MR.MCCOY: Tuniieee....
TUNI: Scott I do respect you, but you just seem to jump all over me like a frog on another, during mating season.
SCOTT: It is because I feel that you are getting away with alot of stuff that everyone is just letting flying over their heads.
Tuni looks down and away sadly... Tuni arises from Mr. McCy's lap. She then walks away, with her head lowerd and fingers laced together, infront of her. Mr. McCoy looks on at her with some concern.
Mr. McCoy arises from the chair and looks on at her. He then sighs and turns his head to scott.
MR.MCCOY: You still do not trust her...?
SCOTT: No... She's not a spy... But I do think that she does have some kind of brain damage... And your not helping, man!

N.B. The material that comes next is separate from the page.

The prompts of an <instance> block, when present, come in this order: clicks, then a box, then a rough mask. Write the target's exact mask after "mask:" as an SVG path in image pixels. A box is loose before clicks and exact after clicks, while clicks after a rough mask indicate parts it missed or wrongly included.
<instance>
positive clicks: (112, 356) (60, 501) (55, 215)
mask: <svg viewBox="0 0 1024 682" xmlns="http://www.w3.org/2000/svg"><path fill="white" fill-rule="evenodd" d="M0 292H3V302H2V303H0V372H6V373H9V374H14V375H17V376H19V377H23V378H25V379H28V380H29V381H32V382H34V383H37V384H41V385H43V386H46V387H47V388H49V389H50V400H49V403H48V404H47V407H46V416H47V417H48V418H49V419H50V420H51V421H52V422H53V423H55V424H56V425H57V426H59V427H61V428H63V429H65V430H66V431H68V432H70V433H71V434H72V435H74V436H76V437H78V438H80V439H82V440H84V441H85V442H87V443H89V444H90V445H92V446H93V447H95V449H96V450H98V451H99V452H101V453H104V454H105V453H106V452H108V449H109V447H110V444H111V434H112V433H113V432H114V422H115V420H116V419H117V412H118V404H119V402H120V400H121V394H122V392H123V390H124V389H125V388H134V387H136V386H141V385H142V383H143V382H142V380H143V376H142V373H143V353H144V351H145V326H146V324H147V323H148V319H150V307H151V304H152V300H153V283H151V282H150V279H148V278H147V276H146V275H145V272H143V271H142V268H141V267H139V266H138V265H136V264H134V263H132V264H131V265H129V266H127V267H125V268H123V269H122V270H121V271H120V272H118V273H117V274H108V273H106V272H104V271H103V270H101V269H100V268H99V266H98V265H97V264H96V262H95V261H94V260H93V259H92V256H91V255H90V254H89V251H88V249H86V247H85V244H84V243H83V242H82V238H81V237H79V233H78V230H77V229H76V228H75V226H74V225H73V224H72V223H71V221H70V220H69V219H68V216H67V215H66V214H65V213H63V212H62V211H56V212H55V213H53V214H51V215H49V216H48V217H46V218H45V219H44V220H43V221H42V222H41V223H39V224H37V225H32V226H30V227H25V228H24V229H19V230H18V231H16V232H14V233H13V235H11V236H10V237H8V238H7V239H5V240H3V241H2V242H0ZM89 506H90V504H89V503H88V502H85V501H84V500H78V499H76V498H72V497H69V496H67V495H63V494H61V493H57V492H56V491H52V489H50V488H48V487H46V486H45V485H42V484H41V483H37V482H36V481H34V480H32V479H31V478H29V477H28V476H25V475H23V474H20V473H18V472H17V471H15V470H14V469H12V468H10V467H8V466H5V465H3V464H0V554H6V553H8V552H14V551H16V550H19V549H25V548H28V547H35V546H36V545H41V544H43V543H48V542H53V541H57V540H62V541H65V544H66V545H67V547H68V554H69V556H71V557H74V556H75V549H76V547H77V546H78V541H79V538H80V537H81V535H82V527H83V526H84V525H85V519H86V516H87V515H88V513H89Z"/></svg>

MR. MCCOY: I'am helping more than you think I'am, dear chap. Who is the doctor? And she really does like you.
SCOTT: Likes me so much that she goves my gift away-
MR.MCCOY: TO-an-kindergarden class, scott... You should be proud...
SCOTT: Look buddy-
Scott pulls Mr. McCoy to the side, away from tuni. He then looks over his shoulder toward tuni, whom was standing in the corner, next to the recliner. Scott crosses his arms again and looks intoMr. McCoy's eyes. Mr. mcCoy makes a soft sigh and holds his hands together infront of him, like a prisoner in a trial.
SCOTT: You have a very soft heart buddy... But... We just do not know much about her yet. Your memory machine can only be used on her twice a month, and then she only has about 35 percent of her memory.
MR.MCCOY: Your point?
SCOTT: What if she changes? What f this girl-young woman that you Re making such GOOD friends with, is not the same after she gets her whole memories...

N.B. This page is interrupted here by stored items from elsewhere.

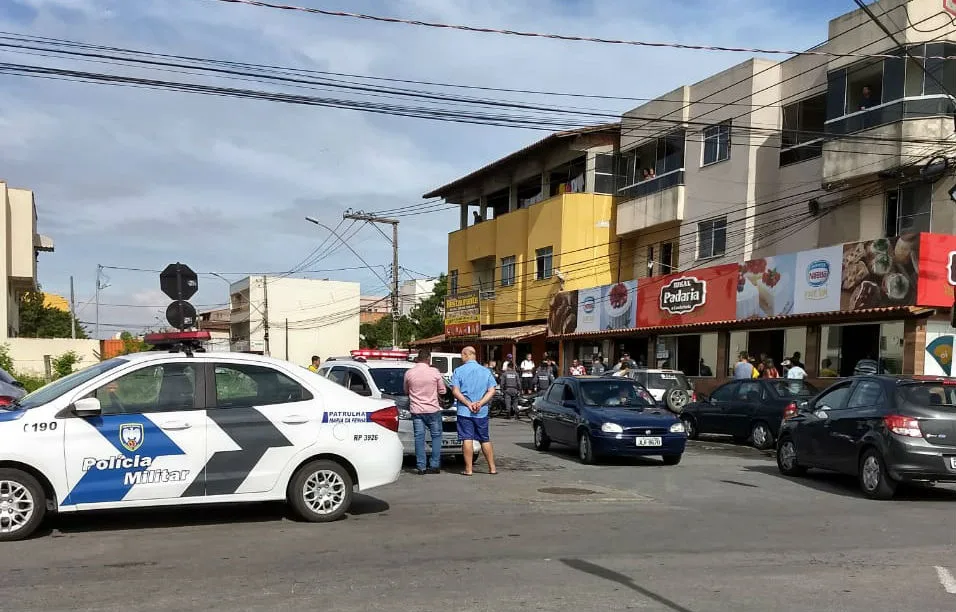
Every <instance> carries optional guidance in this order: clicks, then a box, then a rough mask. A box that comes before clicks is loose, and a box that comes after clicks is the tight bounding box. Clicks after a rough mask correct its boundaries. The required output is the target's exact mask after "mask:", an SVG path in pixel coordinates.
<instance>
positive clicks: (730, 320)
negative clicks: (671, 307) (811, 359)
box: [550, 306, 936, 339]
mask: <svg viewBox="0 0 956 612" xmlns="http://www.w3.org/2000/svg"><path fill="white" fill-rule="evenodd" d="M934 312H936V309H934V308H923V307H921V306H892V307H885V308H868V309H863V310H854V311H848V312H817V313H810V314H795V315H780V316H776V317H765V318H760V319H742V320H741V319H734V320H730V321H709V322H706V323H689V324H687V325H673V326H670V327H643V328H633V329H608V330H603V331H596V332H580V333H573V334H564V335H560V336H558V335H552V336H550V337H551V338H563V339H574V338H606V337H612V336H621V335H634V334H646V335H651V334H654V335H662V334H674V333H680V332H685V331H703V330H717V329H754V328H766V327H780V325H781V324H788V325H792V324H799V323H801V322H807V323H811V322H812V323H834V324H838V323H844V324H845V323H853V322H855V321H867V322H868V321H876V320H885V319H887V318H891V317H894V316H898V317H901V318H906V319H912V318H919V317H927V316H930V315H931V314H933V313H934Z"/></svg>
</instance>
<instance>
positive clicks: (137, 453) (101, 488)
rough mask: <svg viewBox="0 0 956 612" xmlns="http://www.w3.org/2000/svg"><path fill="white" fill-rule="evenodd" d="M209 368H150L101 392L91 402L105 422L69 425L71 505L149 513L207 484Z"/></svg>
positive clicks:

Mr, Mccoy rolls his eyes and turns away from scott. Mr. McCoy traces his mouth with his fingers, pausing them under his lips. His eyes dart around with a slightly elevated brow, but lowerd eyelids. Scott nods his head and sighs.
Scott then pats Mr. McCoy on the back and then looks on at tuni. Scott leaves the lounge in utter confidence that Mr. McCoy will now be more caucious about tuni for now on.
Mr. McCoy sits back into the lounger. He turns his head to tuni. She heard him sit down. Mr. McCoy clears his troat, getting tuni's attension. She slightly turns her head to him. Then within sight-shot, Mr. McCoy pats his lap, as if calling a cat to jump on it. Tuni turns her head more. Her fingers still laced, tuni looks at Mr. Mccoy up and down.
Mr. McCoy smirks, almost smiling as he pats his lap again. Tuni lightly smiles. She lands on his lap, shifting and making herself at home. Tuni then wraps her arms around his shoulders.
MR.MCCOY: Do not mind him... he is just concerned about me.
TUNI: Hmpth! Some concern! He was laughing at you! I did not like that.
MR. MCCOY: Well... I do not blame him there...
TUNI: But why? I-
MR.MCCOY: He was laughing at me, making phone calls to all of my scientific friends and colleages. I was asking them for a favor.
TUNI: SO?!
MR.MCCOY: oh, my stars and garthers... A collabritive shopping outting, to Toys"r"us.
TUNI: What?!
MR.MCCOY: I was so impressed by your science experiment, that i wanted to run some "Maguiver" such explots to the products of the store.
TUNI: Golly, and they all said no?
MR.MCCOY: (SIGH). Yes...
Tuni hugs Mr. McCoy sligthtly tighter, and rest her head on his shoulder. Mr. McCoy wraps his arms. He then rest her head on hers.
TUNI: And scott can be concerned without being such a butt pill.
MR.MCCOY: (SIGH) Basically a pain in the arse, huh? Or Placebo, as we doctors like to call it.
TUNI: Yeah thats the one...
Mr. McCoy and tuni laugh. Scott hears them going on with each other in the living room. He shakes his head and sighs.
SCOTT: Don't go don the rabbit hole friend... there might be a snake...
TUNI PEACE
Tapping the fingers for art and laughs.